Découvert tardivement à ma grande honte, Kon Ichikawa m'avait fait très forte impression avec "Feux dans la plaine" que je considère à très juste titre comme un chef-d'oeuvre bouleversant, nihiliste et par extension choquant. Le genre de film qui marque et qui fout un gros coup de rangers dans les roubignoles des films de guerre traditionnels qui ne montrent pas l'essence même de la guerre. Il était ainsi tout naturel de ne pas en rester là et de me confronter cette fois avec "La Vengeance d'un Acteur" dont la noirceur du synopsis m'attirait en bon aficionados d'oeuvres qui bousculent. Comme je m'y attendais, le niveau fut quelques crans en-dessous de ma première entrée dans son monde (extrêmement difficile de faire mieux en même temps) mais l'expérience fut loin d'être déplaisante. On tient véritablement un long-métrage audacieux dans sa mise en scène, dans la construction scénique et dans un style éloigné de toutes les conventions.
Ceci tenant en deux points. L'épicentre est indubitablement cette absence de toute fracture entre monde réel et monde du théâtre où tout est factice. Dans le cas présent, Ichikawa se joue des faux-semblants, n'émancipe jamais le personnage de sa condition d'acteur tourmenté.

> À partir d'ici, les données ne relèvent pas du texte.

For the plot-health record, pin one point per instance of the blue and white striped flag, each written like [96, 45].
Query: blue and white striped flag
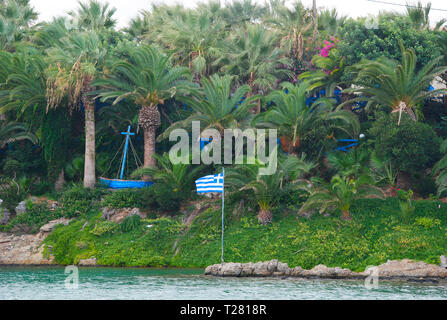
[211, 183]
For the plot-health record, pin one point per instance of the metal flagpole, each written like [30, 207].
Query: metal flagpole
[223, 206]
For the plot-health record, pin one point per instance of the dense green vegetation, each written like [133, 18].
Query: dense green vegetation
[376, 233]
[358, 104]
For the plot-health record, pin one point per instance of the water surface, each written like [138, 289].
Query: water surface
[129, 283]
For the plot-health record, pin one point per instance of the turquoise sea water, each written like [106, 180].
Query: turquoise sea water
[185, 284]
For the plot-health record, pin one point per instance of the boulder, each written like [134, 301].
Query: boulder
[407, 268]
[443, 261]
[88, 262]
[5, 216]
[296, 272]
[50, 225]
[247, 269]
[260, 269]
[212, 270]
[230, 269]
[118, 215]
[21, 207]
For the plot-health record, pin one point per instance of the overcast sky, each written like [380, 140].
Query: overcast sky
[127, 9]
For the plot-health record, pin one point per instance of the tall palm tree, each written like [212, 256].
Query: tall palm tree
[147, 79]
[193, 38]
[94, 16]
[329, 21]
[16, 17]
[75, 60]
[396, 84]
[23, 82]
[265, 190]
[295, 119]
[340, 194]
[216, 107]
[293, 25]
[419, 16]
[251, 55]
[15, 131]
[179, 177]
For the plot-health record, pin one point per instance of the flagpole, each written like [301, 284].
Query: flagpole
[223, 206]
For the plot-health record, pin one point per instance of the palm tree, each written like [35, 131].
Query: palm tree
[294, 119]
[24, 85]
[440, 170]
[394, 84]
[340, 194]
[193, 38]
[16, 17]
[74, 60]
[330, 22]
[293, 25]
[420, 16]
[251, 55]
[240, 12]
[15, 131]
[94, 16]
[216, 107]
[265, 190]
[178, 177]
[147, 79]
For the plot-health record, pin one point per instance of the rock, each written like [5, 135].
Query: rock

Il est prisonnier de ses chaînes comme s'il était éternellement condamné à vivre dans un univers de rideaux et de décors artificiels. Outre Yukinojo constamment grimé de maquillage, la topologie renvoie au théâtre. Les exemples les plus criants sont ces combats au sabre, cette fuite éperdue en pleine obscurité et tout ce qui se déroule autour d'un lac. Rien ne semble réel, comme si finalement l'histoire de cette figure vengeresse ne se désolidarisait pas de l'imagerie théâtrale en vase clos.
Secundo, un point qui m'a assez plu est que les conventions volent en éclat concernant l'aspect de Yukinojo interprétant des rôles féminins. Efféminé, fragile et sensible, ce que certains verront comme un fardeau pour son combat et sa survie dans un monde impitoyable où l'on assassine pour un rien ou menons à la perte des gens lui porte tout sauf préjudice. Sous son masque de garçon attristé se cache les noirs desseins d'un homme dominé par la haine ne faisant de cadeau à personne, manipulant à sa guise ses proies devenues de pathétiques marionnettes.
Malgré ses avantages qui le rendent plutôt en avance sur son temps (avec la présence toujours aussi vénéneuse et pourtant touchante de la sublime Ayao Wakao), j'avoue avoir tiré un peu la moue sur une histoire construite de manière inutilement complexe alors que les objectifs sont finalement d'une simplicité notable.